In the Yoruba tradition, Oshun is said to be a favorites of Olodumare, because of her beauty. Like all Orishas, Oshun has many attributes, and is the Orisha of sensuality and female empowerment. She is the protector of orphans, and governs fertility and divination. Oshun exemplifies beauty, love and wealth. Oshun represents the perpetual renewing source of life, and like the elemental power of water, she makes life possible. Oshun carries a mirror not because she is vain, but because she represents our own divine self-image. It is our self-image that determines how we each engage the world, and our successes and failures.
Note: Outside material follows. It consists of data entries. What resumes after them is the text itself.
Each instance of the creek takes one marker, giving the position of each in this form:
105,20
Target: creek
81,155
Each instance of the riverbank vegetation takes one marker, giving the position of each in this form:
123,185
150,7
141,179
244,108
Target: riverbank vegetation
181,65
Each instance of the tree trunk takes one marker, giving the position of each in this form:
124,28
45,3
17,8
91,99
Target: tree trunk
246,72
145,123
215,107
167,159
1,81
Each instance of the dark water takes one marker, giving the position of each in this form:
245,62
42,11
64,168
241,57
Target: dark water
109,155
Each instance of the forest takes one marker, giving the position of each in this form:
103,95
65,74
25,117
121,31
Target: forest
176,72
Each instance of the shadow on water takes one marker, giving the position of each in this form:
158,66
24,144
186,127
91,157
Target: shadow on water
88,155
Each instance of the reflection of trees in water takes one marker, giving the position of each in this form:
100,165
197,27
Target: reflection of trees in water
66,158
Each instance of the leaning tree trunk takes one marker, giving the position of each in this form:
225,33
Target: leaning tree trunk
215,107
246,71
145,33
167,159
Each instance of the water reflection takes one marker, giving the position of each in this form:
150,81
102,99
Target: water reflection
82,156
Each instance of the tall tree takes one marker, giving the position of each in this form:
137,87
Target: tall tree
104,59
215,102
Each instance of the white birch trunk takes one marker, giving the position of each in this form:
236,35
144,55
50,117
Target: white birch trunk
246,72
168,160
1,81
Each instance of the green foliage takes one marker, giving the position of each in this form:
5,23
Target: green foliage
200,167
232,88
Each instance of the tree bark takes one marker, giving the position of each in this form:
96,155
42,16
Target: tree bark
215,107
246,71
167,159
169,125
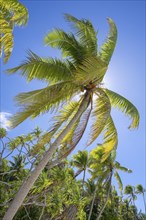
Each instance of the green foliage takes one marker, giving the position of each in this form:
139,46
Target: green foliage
3,132
12,13
58,192
79,73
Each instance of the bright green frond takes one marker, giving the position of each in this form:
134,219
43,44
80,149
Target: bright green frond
50,69
85,32
6,38
108,47
66,114
17,11
118,178
12,13
91,69
77,131
40,101
80,159
119,167
125,106
110,138
101,112
68,44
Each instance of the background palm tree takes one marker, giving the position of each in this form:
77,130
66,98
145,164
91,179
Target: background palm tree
12,13
80,161
141,190
80,73
103,172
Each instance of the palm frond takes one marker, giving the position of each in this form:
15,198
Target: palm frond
6,38
65,115
108,47
91,69
125,106
119,167
68,44
118,178
101,112
12,13
110,138
74,136
85,32
50,69
40,101
17,11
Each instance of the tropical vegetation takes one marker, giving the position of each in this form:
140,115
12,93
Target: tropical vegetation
12,13
59,192
74,89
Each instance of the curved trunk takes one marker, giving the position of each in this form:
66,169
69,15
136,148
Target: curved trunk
84,174
28,183
101,211
144,202
92,204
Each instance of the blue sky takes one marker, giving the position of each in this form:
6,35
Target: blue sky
126,72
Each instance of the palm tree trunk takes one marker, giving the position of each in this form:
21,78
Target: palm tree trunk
101,211
144,202
84,173
92,204
28,183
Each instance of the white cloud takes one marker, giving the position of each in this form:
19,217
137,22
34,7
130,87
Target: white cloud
4,120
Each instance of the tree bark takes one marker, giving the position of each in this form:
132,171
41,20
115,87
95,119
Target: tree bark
101,211
144,202
28,183
92,204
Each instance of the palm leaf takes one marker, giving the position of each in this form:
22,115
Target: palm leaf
108,47
65,115
91,69
12,13
6,38
18,12
125,106
85,33
40,101
67,43
74,136
119,167
50,69
101,112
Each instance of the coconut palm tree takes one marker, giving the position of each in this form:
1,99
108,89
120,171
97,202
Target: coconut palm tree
130,190
80,161
80,72
12,13
104,172
141,190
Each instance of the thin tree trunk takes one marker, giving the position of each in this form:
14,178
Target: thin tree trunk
101,211
144,202
28,183
92,204
84,173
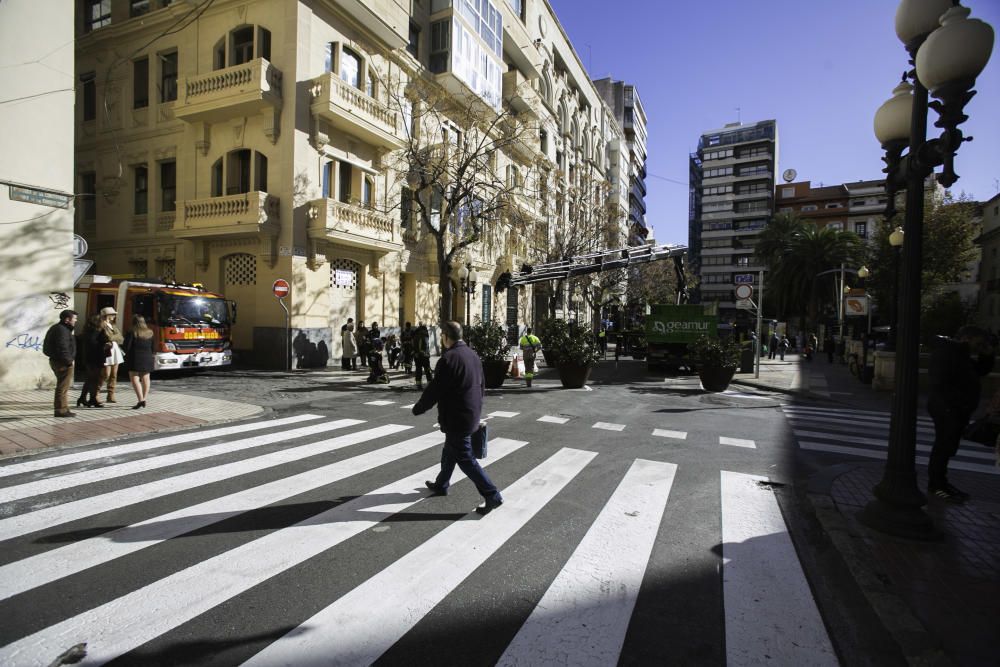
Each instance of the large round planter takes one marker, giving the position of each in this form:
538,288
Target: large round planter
494,373
573,376
715,378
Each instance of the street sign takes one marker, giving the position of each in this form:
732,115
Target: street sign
280,288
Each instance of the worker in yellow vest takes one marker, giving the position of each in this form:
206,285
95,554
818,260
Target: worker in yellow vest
530,345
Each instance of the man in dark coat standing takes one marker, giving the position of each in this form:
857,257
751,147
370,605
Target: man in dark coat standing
60,347
954,395
457,389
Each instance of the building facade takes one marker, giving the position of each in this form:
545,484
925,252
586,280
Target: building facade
731,199
241,142
36,201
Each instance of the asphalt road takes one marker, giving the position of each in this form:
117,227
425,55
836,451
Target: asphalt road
645,522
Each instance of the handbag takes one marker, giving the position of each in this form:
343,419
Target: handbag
480,441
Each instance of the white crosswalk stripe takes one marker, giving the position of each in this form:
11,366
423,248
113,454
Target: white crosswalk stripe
581,613
865,433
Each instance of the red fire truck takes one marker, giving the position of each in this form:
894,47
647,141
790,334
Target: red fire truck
191,326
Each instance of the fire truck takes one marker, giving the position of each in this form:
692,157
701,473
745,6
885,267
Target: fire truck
191,326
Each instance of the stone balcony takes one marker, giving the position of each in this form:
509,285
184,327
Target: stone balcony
249,214
353,225
350,110
241,90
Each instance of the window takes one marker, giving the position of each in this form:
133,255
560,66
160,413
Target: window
89,96
96,14
88,186
350,68
168,186
168,77
140,177
140,83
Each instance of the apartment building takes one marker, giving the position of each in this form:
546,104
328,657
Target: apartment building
237,142
731,199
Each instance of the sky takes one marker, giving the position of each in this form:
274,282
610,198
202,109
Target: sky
820,68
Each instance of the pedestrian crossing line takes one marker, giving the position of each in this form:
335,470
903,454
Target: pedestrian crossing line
360,626
767,600
39,464
548,419
956,463
737,442
115,470
584,614
608,426
122,624
28,573
29,522
664,433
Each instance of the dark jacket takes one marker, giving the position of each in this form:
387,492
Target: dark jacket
457,389
60,344
954,377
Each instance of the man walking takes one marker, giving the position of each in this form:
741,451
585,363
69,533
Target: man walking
60,347
530,345
954,395
457,389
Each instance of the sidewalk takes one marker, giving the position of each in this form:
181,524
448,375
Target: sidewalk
937,599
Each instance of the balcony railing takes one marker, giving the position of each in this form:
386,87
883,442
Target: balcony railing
234,215
240,90
354,225
351,110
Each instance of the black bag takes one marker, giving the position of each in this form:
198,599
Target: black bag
480,440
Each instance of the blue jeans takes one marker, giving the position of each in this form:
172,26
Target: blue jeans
457,450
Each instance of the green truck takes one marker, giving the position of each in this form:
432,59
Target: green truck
669,330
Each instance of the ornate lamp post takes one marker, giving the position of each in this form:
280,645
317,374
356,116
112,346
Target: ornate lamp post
948,59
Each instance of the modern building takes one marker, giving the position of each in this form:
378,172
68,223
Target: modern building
37,198
731,199
239,142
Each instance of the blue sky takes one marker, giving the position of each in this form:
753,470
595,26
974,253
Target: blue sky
819,67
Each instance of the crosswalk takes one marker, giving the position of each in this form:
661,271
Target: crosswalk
865,433
130,504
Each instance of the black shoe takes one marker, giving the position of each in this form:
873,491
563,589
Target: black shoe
435,489
491,504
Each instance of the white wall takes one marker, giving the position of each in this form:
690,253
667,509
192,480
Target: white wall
36,149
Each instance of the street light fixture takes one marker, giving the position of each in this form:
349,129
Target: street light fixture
947,61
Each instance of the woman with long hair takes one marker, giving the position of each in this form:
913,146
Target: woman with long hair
139,358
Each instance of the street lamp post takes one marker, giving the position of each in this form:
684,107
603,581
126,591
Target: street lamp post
947,61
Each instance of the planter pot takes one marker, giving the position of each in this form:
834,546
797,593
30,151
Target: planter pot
715,378
494,373
573,376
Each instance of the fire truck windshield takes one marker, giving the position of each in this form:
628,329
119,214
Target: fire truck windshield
180,310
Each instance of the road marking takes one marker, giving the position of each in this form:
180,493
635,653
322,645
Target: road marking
553,420
737,442
37,464
361,625
47,517
583,616
76,479
607,426
184,595
766,596
23,575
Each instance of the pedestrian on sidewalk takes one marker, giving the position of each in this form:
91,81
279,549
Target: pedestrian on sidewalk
94,356
457,390
139,359
60,347
113,340
422,354
956,365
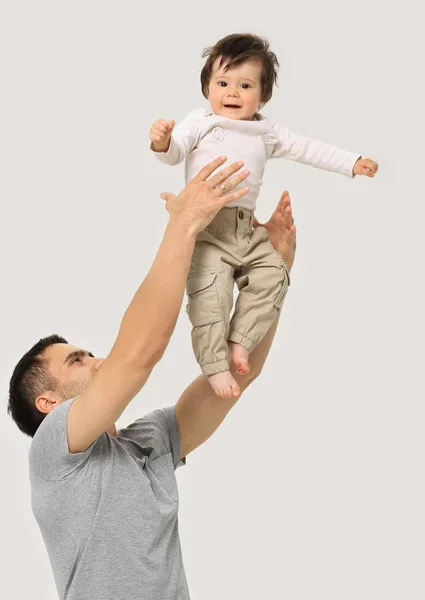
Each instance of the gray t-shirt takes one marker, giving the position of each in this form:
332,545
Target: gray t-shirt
108,516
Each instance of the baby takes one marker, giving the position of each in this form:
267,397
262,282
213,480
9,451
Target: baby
238,79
The Odu Ifa, which is the sacred text of the Ifa tradition, teaches equality of the sexes and affirms the essential partnership of women and men in the world. It says that Olodumare gave women the power and authority so that in order to be successful in anything they do, men must do it with women. Per the text, people should always respect women greatly for the world to be in right order. This teaching is reaffirmed in the story of creation where Olodumare sent 17 Orishas, to make the world good. The 16 male Orishas failed in their assignment because they did not respect nor include Oshun, the only female Orisha in the group. When they returned to heaven to report their failure, Olodumare asked two questions: “Where is the woman among you?” and “Did you give her due respect?” Olodumare instructed them to apologize to Oshun. Oshun accepted their apology and with her help all of their works succeeded. This lesson is relevant and sorely needed in our chaotic world today.
Reflections of the Goddess
Clay, underglazes and glazes, on wood base 39cm x 39cm wide by 44cm tall €1615 + 10% IVA
Veronique is a self taught artist and continual learner working out of her home studio. She began her artistic adventures early in life by experimenting with pencil, charcoal and pastels, later adding photography to her list of creative endeavors. In 2012, she discovered ceramics, and took many workshops and classes to improve and expand her knowledge and skill.
Being of multi-ethnic descent and having lived in several countries, Veronique is keenly aware of and values cultural differences. Yet, the primary focus of her work is the expression and celebration of our common connections. Veronique finds inspiration in her observations of and experiences with people, animals and nature. She is intrigued by the narrative of everyday life and how we each respond in individually unique ways depending on culture, family background, and world view.
Veronique uses clay as an ideal canvas to convey and express her experiences. She is empowered to safely explore and push the boundaries of self discovery. Those explorations into our human nature inform the stories shared through each piece. Veronique’s work represent the unique social and spiritual connections we all share and articulate the eternal nature of our beings.